The Calvin cycle (sometimes called the Benson-Calvin cycle) is a series of chemical events that occur in chloroplasts during photosynthesis. The cycle is light-independent because it occurs after the energy from sunshine has been gathered.

The Calvin cycle is named after Melvin Calvin, who discovered it and received the Nobel Prize in Chemistry in 1961. Calvin and his colleagues, Andrew Benson and James Bassham, conducted the research at the University of California, Berkeley.

Steps

The steps in the cycle are as follows:

1. Grab: A five-carbon carbon catcher called RuBP (Ribulose bisphosphate) catches one molecule of carbon dioxide and forms a six-carbon molecule.

2. Split: the enzyme RuBisCO (with the energy of ATP and NADPH molecules) breaks the six-carbon molecule into two equal parts.

3. Leave: A trio of carbons leave and become sugar. The other trio moves on to the next step.

4. Switch: Using ATP and NADPH, the three-carbon molecule is changed into a five-carbon molecule.

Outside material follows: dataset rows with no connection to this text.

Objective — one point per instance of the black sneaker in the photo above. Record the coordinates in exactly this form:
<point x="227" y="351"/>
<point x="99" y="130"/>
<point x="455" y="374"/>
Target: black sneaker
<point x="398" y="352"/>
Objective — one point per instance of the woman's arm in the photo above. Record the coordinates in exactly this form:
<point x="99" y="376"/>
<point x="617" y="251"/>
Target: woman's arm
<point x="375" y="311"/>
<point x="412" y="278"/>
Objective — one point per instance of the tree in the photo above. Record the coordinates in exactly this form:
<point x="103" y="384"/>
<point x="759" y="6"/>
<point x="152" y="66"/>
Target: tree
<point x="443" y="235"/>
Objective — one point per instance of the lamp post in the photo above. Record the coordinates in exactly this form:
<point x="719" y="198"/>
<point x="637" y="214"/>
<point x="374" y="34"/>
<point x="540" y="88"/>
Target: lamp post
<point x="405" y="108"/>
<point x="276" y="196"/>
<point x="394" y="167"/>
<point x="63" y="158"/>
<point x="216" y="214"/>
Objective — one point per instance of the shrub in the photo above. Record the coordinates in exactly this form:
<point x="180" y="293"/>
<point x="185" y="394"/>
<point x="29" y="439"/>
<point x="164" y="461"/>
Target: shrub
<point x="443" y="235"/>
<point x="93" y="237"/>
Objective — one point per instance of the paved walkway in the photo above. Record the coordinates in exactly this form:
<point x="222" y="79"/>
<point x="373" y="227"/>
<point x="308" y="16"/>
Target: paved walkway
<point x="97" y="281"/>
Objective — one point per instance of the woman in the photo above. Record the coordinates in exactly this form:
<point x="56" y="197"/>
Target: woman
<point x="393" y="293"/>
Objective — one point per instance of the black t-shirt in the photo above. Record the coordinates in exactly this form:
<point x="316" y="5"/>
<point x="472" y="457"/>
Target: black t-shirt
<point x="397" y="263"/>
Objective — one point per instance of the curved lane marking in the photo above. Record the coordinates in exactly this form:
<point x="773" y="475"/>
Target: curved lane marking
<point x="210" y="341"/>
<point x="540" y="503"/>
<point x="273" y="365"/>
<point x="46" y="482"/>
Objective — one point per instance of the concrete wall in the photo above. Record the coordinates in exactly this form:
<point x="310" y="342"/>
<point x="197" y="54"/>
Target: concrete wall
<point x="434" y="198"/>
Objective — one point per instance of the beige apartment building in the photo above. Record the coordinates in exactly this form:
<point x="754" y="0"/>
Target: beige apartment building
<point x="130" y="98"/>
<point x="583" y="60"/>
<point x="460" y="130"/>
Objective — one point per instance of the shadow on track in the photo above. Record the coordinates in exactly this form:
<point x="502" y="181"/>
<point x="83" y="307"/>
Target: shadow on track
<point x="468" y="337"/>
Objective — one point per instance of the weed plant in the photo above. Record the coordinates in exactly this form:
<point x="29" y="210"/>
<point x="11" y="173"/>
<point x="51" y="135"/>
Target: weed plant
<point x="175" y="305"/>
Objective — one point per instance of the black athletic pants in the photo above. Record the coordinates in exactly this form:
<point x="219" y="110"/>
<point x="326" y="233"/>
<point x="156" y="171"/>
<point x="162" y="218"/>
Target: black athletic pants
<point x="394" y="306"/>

5. The cycle starts over again.

Occurrences

The Calvin Cycle occurs in the stroma of chloroplasts and involves a series of biochemical reactions that ultimately convert carbon dioxide into glucose, which is used as an energy source by plants and other organisms. Here’s a simplified overview:

  • Carbon Fixation: Carbon dioxide from the atmosphere is combined with a five-carbon sugar molecule, ribulose bisphosphate (RuBP), with the help of an enzyme called RuBisCO (ribulose-1,5-bisphosphate carboxylase/oxygenase). This forms a six-carbon molecule that quickly splits into two three-carbon molecules, 3-phosphoglycerate (3-PGA).
  • Reduction Phase: The light-dependent reactions generate ATP (adenosine triphosphate) and NADPH (nicotinamide adenine dinucleotide phosphate), which are then used to convert the 3-PGA molecules into a three-carbon sugar known as glyceraldehyde-3-phosphate (G3P). Some G3P molecules are then utilized to replenish RuBP and continue the cycle, while others are used to produce glucose and other carbs.
  • Regeneration of RuBP: The remaining G3P molecules are rearranged and phosphorylated, regenerating RuBP, the Calvin Cycle’s starting molecule. This is a process that requires ATP.

The Calvin Cycle is required for the synthesis of organic compounds, including glucose, which is a key energy source for plants and a precursor to the production of other important biomolecules. It runs continuously as long as ATP, NADPH, and CO2 are available.